As it happens, she did wipe the floor clean with him. Once in the JCR, he offered to buy her a coffee and she said she’d buy her own, thank you very much.
‘Don’t be like that,’ he said.
‘I’m not being like anything.’
‘It’s okay for a bloke to buy a woman a coffee, you know.’
‘What if she doesn’t want him to buy her a coffee?’
‘Then she’s a silly bitch.’
‘A silly bitch?’
‘Just kidding. Lighten up.’
‘You think that’s funny? You think I should think that’s funny?’
He shrugged, nonchalant, but I could see a glimmer of fear lurking in his eyes. ‘Prick,’ she said. Not her most articulate of speeches but she made her point quite succinctly.
Tommo laughed, one of those I-don’t-care laughs that no one actually believes, not even the person actually doing the laugh. I thought she was going to hit him. I really did. But she spun round and stormed off, me following in her wake, ignoring Tommo’s jibes about lapdogs.
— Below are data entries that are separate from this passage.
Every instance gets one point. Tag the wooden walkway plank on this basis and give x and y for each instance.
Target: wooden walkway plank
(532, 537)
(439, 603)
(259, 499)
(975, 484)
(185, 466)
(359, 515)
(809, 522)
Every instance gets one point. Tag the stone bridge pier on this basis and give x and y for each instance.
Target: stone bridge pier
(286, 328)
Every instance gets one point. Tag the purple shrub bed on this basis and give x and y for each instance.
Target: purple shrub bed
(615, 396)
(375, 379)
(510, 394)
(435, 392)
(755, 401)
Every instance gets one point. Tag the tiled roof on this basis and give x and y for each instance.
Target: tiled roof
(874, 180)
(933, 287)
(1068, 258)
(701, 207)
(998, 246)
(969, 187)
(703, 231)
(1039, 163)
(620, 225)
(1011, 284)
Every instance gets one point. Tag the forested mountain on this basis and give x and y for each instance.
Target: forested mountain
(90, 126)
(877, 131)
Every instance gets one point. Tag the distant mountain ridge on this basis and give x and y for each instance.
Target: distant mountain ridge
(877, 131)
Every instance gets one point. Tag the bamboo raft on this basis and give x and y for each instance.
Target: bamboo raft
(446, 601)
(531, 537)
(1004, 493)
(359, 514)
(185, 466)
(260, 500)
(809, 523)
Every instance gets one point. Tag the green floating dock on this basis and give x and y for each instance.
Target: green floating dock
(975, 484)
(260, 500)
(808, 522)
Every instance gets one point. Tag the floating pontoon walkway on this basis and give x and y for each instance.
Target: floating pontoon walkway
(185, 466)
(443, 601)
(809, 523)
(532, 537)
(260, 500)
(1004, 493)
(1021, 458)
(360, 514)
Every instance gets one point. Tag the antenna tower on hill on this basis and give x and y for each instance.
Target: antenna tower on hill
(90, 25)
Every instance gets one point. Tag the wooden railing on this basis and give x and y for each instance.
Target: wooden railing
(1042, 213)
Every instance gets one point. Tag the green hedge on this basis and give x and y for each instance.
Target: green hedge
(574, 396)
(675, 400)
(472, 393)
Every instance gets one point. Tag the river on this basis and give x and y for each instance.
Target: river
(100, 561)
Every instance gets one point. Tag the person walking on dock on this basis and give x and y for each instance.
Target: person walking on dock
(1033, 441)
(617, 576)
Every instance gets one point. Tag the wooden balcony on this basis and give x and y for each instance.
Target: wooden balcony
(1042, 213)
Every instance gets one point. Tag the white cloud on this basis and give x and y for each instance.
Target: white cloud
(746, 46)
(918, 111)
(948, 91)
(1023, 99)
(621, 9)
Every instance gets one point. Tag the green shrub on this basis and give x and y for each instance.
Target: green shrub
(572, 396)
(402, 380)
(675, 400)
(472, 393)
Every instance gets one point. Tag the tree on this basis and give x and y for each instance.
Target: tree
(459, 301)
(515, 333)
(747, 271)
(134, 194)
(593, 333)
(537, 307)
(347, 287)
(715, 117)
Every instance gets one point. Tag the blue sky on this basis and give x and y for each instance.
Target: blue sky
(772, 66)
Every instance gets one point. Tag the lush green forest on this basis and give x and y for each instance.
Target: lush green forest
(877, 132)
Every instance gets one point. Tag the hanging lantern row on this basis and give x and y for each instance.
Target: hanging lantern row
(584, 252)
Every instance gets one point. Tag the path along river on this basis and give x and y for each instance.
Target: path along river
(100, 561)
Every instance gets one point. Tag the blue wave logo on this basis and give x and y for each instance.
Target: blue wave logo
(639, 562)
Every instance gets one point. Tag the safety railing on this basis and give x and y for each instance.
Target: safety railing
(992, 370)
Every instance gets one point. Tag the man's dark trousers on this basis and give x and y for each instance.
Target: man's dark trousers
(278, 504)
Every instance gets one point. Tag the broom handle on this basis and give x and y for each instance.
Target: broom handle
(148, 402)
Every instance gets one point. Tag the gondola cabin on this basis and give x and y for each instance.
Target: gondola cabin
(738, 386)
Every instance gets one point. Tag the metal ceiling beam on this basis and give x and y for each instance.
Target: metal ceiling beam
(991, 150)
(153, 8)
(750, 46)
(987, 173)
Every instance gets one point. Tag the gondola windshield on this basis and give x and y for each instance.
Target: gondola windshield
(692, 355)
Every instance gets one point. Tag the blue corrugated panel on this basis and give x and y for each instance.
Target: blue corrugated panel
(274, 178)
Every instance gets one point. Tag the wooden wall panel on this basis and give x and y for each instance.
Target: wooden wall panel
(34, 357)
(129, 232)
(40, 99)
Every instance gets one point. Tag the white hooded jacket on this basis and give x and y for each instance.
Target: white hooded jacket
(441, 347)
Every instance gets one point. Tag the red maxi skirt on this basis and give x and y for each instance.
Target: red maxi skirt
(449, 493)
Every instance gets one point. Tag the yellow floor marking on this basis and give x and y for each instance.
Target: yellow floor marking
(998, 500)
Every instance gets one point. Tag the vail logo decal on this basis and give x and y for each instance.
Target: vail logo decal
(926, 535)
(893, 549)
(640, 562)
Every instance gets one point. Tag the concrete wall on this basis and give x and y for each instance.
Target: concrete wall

I went to the library the following week, stood in line for a short-loan book. They were like gold dust. I needed the book overnight so I could get on with my essay. I’d been distracted. It wasn’t like me to leave my work to the last minute.* This English unit was harder than I thought it would be. There was so much reading and the reading was mostly re-reading and re-re-reading as the texts were so dense with meaning and metaphor and metonymy (whatever that was) that I couldn’t take it all in. I was muddling my Structuralists with my Russian Formalists and getting in a tangle that left me unable to wield a pen and make letters and words and sentences come out of it and onto the page. Frustration and angst and a shedload of Tippex.